I'm trying to understand the risks involved in one system 'speaking FHIR' and another 'speaking OpenEHR/Archetypes'. Especially for the Observation, Questionnaire, Device and Patient resources.
Can the two content formats be mapped between each other seamlessly, possibly utilizing some extensions where required? What are the major issues in such a mapping, and are there people/organisations/vendors who have done such mappings?
The two formats can be mapped to one another, but possibly not seemlessly. They differ fundamentally in scope and intent. And there's different issues for each resource you ask about
openEHR doesn't have a fixed Patient. The standard patient archetype on the openEHR CKM seems very perfunctory, and includes things FHIR puts in other resources (e.g. Coverage), and has no coverage I can see for important concepts in FHIR like active.
I'm not really sure where device even manifests in the openEHR world. Perhaps the agent resource?
Questionnaire doesn't have an openEHR equivalent directly, except maybe an templated archetype is pretty much a questionnaire, though I don't think that the intent is to have a dizzying myriad of templated archetypes the way that FHIR expects there to be questionnaires of no particular fixed semantics
Observation - openEHR doesn't really have a base Observation, except as defined in the reference model. That base observation is kind of compatible with the FHIR Observation but the real work is in the Observation archetypes, and there's lots of them. Many make variable assumptions about the underlying reference model, and about how observations work. And the base FHIR observation doesn't handle things that the openEHR reference model does, such as time series.

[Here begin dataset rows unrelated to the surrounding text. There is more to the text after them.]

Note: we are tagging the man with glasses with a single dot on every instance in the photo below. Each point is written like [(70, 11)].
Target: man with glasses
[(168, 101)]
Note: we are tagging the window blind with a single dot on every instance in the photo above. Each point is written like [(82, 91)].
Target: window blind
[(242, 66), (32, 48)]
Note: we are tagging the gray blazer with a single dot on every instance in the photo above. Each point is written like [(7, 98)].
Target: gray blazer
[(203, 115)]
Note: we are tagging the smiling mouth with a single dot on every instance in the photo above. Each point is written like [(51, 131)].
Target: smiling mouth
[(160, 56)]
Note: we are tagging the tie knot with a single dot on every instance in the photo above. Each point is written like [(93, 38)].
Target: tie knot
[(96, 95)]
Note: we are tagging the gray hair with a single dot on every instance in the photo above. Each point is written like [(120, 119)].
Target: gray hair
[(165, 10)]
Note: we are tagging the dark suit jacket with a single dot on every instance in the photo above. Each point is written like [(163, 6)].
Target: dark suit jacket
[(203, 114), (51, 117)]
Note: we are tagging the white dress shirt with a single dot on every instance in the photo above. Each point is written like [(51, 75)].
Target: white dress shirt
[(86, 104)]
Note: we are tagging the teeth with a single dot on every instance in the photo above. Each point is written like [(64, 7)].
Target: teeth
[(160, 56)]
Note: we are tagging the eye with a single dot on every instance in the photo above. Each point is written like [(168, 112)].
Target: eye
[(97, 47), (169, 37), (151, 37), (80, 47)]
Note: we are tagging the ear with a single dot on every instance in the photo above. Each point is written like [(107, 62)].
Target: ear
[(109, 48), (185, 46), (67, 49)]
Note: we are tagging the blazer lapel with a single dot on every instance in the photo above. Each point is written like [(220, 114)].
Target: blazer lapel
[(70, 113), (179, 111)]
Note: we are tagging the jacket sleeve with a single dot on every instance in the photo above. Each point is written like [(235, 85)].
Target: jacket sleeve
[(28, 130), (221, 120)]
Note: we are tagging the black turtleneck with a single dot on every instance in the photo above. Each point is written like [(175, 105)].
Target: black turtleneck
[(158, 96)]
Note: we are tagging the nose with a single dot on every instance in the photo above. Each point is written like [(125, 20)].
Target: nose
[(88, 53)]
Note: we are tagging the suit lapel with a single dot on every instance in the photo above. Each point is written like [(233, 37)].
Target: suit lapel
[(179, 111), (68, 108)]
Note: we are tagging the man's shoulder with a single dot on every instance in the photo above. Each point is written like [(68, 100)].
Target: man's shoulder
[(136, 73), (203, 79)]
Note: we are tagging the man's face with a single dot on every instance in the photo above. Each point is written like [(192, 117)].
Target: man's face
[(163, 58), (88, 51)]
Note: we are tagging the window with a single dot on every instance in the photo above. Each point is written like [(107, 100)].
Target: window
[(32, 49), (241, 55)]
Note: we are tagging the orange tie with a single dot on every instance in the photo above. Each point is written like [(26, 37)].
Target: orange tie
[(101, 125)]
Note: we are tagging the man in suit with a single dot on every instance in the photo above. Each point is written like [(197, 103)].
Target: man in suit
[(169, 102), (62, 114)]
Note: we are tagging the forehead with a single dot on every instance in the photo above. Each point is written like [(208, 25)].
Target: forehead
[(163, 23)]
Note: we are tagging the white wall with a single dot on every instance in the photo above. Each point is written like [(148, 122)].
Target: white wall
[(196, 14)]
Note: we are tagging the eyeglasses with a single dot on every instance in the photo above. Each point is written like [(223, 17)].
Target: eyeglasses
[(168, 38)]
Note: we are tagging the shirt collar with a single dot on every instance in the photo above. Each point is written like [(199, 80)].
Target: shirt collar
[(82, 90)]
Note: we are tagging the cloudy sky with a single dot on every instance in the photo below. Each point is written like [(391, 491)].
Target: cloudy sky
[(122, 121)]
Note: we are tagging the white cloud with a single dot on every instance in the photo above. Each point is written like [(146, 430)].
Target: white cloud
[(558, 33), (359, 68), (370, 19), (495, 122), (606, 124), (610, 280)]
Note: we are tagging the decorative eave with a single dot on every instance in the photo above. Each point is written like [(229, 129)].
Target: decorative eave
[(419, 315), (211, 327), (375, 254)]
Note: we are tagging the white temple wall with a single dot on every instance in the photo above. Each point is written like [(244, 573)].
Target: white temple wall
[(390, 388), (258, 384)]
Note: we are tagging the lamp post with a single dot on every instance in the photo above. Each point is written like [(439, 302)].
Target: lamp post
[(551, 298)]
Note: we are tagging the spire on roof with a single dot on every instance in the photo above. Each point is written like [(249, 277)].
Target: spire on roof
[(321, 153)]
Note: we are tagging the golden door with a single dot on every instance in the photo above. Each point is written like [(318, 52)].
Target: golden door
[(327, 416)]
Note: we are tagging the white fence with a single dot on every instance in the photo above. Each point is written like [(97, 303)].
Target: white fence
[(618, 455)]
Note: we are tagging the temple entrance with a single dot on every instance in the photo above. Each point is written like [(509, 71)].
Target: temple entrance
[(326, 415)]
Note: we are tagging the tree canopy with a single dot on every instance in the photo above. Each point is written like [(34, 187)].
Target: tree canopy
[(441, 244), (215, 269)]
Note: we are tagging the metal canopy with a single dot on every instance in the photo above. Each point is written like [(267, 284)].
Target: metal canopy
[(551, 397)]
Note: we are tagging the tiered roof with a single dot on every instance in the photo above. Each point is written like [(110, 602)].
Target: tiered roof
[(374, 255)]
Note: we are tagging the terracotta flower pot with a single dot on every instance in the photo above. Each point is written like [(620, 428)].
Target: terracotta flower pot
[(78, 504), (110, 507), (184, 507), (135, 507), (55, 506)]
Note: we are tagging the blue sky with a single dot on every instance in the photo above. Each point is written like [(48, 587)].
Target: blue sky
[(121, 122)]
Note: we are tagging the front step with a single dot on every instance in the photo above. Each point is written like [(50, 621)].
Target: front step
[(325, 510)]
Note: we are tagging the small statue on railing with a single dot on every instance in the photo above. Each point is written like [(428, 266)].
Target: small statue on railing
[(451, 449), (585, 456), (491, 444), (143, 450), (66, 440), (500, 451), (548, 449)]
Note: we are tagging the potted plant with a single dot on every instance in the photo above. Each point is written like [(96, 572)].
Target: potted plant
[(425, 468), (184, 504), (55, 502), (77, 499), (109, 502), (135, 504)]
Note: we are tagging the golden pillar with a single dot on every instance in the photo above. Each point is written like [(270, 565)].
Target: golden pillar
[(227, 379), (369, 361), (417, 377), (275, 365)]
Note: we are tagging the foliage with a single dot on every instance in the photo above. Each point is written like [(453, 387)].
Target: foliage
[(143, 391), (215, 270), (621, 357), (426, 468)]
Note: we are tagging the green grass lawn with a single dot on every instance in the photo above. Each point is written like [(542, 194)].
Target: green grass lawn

I know of no organizations that have done systematic mappings of the particular resources that you mention. There is some work afoot; for instance, we co-developed the AllergyIntolerance resource and the AdverseReactionRisk archetype, though I don't know how sustainable that will prove. It was hard work to align the community processes and analyses, and it might not be repeatable
Fundamentally, FHIR and openEHR are doing different things, and have different strengths and weaknesses. A system implementing both is going to do manual mapping between it's internals and externals. Perhaps that will change slowly in the future, but not in any hurry
Mappings can be done but is case by case, there is't a set of rules that can be automated for any FHIR resource and any openEHR archetype.
Also you can create archetypes adjusted to FHIR resources, or profile FHIR resources to match existing openEHR archetypes.